En uno de sus relatos describe cómo un señor, ya mayor, para colmar su necesidad diaria y habitual, la de la lectura tranquila, soleada y bucólica y sin que nadie le moleste, acaba por comprar un metro cuadrado de un terreno en el campo. Sólo eso, pues tan sólo eso es lo que necesitaba. Nada más. Así que para ese trocito de tierra se llevaba todos los días sus bártulos, su silla, su lectura y su transitorio equipaje para estar a gusto consigo mismo y disfrutar de uno de los mayores placeres de la vida, por lo menos de la suya.

Así lo hizo hasta que las habladurías comenzaron a cercar su metrito cuadrado. A las primeras curiosidades del vecindario sucedieron comentarios sobre su posible locura, dándole vueltas a qué rarezas tenía aquel hombre que se encaprichó de un trocito de campo, en un lugar perdido entre rincones y enmedio de nadie. Más pronto las especulaciones dieron paso a las sospechas y hubo quienes creyeron que si el señor compró aquello alguna razón de peso motivó su adquisición.

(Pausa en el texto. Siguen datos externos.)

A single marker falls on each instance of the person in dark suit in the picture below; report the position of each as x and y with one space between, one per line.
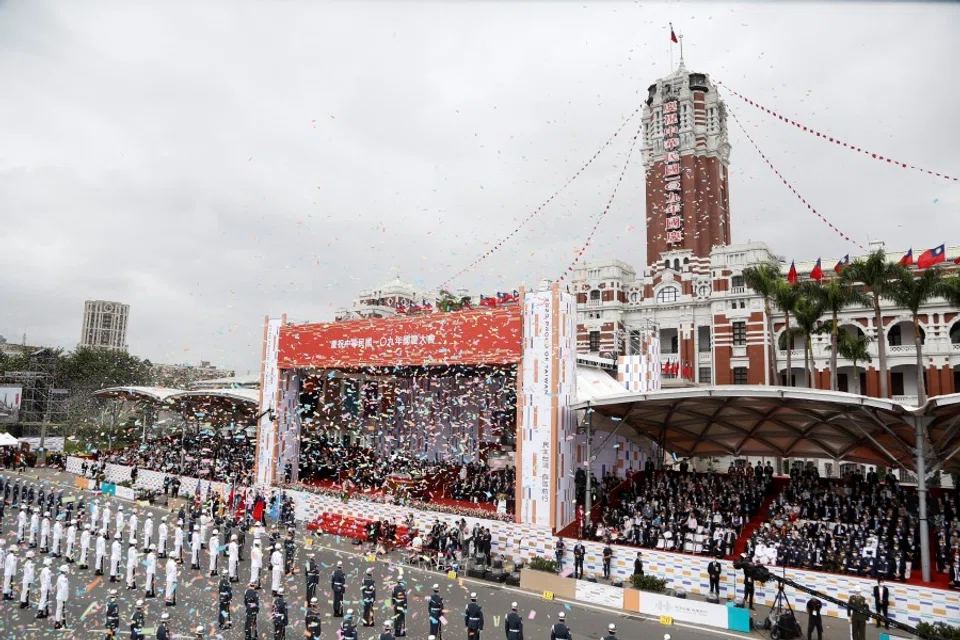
713 571
881 601
815 621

De modo que empezaron a pulular compradores para ese metro cuadrado, más cuando la sospecha empezó a descartar la locura del propietario y las iniciales dudas dieron paso a otras especulaciones, declinándose finalmente por una causa más material y menos contemplativa; una causa motivada, exclusivamente, por la inversión. Y las sanguijuelas que hay en todas partes, entonces, comenzaron a indagar, preguntar, investigar y, cuando no cabía otra razón por la que aquel hombre escrituró su metro cuadrado, le pusieron precio.

Si un hombre, antes susceptible de demencia y ahora suspicazmente cuerdo, compró tan mísero territorio será por algo. “¿Esconderá el jodido un tesoro?” Se preguntaban los negociantes. Esta historia es un insignificante botón de muestra de que nada ha cambiado y todo sigue igual. Si sospechar de algo, aunque sea de un metro cuadrado, obtiene beneficios no hay tiempo que perder. Así que la tranquilidad de un tranquilo hombre se vio afectada por la impaciencia de las pirañas, depredadoras de sospechas y ambiciosas del dinero, aunque la plata esté manchada de negro y queden sucias las manos, las corbatas, los trajes y hasta las escrituras.